The rarity of such a writer is commensurate with the difficulty of taking such a stance. As Donald Keene has written in an excellent essay on this subject ("The Japanese and the Landscapes of War," found in "Landscape and Portraits," 1971), during World War II "the writer, by becoming a public figure, was under pressure to act with the uniformity expected of all Japanese, and forfeited his right to the individual conscience of the artist."

Even more rare than those who abstained were those who disagreed and said so. Among these was the film director Mansaku Itami, who was amazingly outspoken, and whose brave stance is the subject of a fine paper by Kyoko Hirano.

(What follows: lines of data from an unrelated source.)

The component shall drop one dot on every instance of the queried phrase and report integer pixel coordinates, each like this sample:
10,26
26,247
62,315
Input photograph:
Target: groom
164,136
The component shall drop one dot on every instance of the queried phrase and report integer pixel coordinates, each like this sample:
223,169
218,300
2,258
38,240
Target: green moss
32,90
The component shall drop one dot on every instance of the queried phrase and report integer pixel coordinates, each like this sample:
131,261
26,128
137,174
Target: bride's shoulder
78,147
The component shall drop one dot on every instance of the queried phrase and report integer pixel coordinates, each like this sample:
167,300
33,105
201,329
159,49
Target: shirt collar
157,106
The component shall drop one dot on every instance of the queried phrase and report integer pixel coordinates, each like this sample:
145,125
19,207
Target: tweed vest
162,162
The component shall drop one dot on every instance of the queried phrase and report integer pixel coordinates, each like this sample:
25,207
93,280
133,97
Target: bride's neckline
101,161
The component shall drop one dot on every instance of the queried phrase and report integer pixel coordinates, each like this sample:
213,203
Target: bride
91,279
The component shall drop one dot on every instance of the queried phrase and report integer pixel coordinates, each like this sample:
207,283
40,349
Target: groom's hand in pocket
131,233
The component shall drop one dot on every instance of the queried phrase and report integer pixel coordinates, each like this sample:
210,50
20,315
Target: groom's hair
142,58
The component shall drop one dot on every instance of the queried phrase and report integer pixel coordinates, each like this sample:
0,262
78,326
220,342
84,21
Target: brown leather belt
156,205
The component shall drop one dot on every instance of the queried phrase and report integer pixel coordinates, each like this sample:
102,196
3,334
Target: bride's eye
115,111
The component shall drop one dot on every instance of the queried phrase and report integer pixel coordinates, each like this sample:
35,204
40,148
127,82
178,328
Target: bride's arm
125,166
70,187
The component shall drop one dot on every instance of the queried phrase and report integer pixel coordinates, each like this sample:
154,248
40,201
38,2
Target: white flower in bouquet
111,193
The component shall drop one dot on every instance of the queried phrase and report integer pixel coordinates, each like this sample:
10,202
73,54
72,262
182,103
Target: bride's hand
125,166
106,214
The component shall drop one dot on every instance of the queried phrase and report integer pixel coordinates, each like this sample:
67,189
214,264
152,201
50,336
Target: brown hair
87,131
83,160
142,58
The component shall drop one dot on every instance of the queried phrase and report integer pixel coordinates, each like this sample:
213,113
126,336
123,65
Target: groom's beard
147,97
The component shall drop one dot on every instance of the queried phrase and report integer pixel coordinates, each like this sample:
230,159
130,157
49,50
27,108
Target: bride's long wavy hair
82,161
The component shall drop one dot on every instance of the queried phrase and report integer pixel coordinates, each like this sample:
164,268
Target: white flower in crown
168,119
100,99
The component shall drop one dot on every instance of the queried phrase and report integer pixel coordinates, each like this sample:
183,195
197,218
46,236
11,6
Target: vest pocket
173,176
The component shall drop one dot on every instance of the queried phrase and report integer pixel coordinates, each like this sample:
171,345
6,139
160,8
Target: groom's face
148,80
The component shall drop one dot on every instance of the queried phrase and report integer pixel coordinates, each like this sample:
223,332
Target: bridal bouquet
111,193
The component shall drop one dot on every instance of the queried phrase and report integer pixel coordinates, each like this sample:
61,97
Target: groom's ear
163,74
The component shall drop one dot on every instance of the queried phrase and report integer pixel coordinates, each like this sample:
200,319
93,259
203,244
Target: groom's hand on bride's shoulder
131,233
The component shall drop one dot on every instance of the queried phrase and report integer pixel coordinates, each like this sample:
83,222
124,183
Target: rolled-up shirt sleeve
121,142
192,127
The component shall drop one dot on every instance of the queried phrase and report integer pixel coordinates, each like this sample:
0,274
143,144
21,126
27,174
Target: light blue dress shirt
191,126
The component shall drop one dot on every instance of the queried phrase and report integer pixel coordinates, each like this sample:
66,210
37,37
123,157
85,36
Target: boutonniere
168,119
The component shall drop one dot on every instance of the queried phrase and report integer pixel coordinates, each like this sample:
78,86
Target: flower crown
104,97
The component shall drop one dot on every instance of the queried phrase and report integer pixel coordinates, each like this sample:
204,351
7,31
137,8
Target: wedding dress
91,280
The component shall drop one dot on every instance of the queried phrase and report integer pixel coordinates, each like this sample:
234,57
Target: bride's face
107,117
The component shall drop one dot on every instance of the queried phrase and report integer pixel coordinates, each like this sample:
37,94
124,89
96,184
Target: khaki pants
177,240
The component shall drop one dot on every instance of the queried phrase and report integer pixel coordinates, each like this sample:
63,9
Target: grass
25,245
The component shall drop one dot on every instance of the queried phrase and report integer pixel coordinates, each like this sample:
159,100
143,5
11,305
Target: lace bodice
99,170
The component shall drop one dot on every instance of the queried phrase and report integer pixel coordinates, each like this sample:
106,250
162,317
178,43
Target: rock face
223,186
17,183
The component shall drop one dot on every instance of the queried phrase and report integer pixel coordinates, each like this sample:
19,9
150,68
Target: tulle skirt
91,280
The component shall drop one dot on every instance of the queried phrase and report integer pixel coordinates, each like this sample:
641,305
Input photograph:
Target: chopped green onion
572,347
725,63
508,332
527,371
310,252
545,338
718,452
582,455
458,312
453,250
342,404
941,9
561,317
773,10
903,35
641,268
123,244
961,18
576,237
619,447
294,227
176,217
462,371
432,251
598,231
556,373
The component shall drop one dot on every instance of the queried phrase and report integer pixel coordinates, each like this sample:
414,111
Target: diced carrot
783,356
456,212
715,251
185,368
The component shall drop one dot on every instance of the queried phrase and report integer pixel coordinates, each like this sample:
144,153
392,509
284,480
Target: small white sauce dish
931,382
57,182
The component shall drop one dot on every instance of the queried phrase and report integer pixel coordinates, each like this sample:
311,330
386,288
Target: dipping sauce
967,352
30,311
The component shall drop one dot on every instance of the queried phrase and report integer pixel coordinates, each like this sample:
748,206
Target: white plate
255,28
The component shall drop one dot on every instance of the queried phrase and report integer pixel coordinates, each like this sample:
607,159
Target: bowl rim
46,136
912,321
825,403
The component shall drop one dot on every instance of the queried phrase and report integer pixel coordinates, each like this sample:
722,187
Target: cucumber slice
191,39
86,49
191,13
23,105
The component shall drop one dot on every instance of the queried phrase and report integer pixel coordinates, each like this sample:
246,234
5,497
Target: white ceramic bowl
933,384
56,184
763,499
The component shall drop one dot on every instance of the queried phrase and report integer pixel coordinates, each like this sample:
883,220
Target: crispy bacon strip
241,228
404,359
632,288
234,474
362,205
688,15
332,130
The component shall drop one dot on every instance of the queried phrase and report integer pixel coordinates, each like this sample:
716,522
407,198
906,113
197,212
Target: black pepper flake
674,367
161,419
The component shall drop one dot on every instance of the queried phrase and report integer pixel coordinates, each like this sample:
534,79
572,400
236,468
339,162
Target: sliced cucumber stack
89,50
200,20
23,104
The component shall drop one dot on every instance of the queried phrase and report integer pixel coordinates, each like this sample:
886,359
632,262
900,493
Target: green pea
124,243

While many another (Kenji Mizoguchi) turned "patriot," and a few (Yasujiro Ozu) tactfully refused to work, Itami continued to speak his mind. Perhaps the reason he was not overtly punished (director Sadao Yamanaka, also critical, was sent as a private to China where he died) was that he was ill and after 1938 confined himself to writing rather than directing. Nonetheless, the outspoken nature of the writing (Hirano gives many examples) is brave indeed.

Just how much strength is needed to stand against nationalistic propaganda is indicated by its rarity not only in Japan but also everywhere else. How many writers have stood against the propagandistic demands of their wartime governments? Whether one won the war or not also affects apprehension. If Japan had won the war and the United States had lost, then John Ford, Frank Capra and John Huston (to name only film directors) would have been "war criminals."

Itami was able to stand up against not only the blandishments of wartime but also the enticements of peace. He refused to name any "war criminals," and would have nothing to do with any toadying up to the occupiers.

This integrity was to be reflected in the director's son, Juzo Itami, who bravely took on a number of social ills, including the Japanese yakuza, and who finally committed suicide only when the pressures became too great.

Among the many anomalies of the postwar Occupation period was that propaganda and censorship were just as rife but were now insisted upon by the Allied authorities rather than the Japanese. Kabuki, in particular, was found "feudal" and consequently "undemocratic." How it was reinstated is told in Mayo's fine essay on the kabuki and cultural politics in occupied Japan. Particularly welcome is her assessment of what actually occurred in the rehabilitation of the drama. The late Earle Ernst is given credit for his important role in this sensitive series of maneuvers and the claims of "the man who saved kabuki" are put into proper perspective.

There remains much to be done in this field. One would like to see put to rest or brought into the light persistent gossip of the anti-Semitic extremes to which the composer Kosaku ("Kocacu") Yamada is rumored to have gone. One would like to see a fair appraisal of the literary entrepreneur Kan Kikuchi and his wartime and postwar stances. This collection, however, is a full and fair start.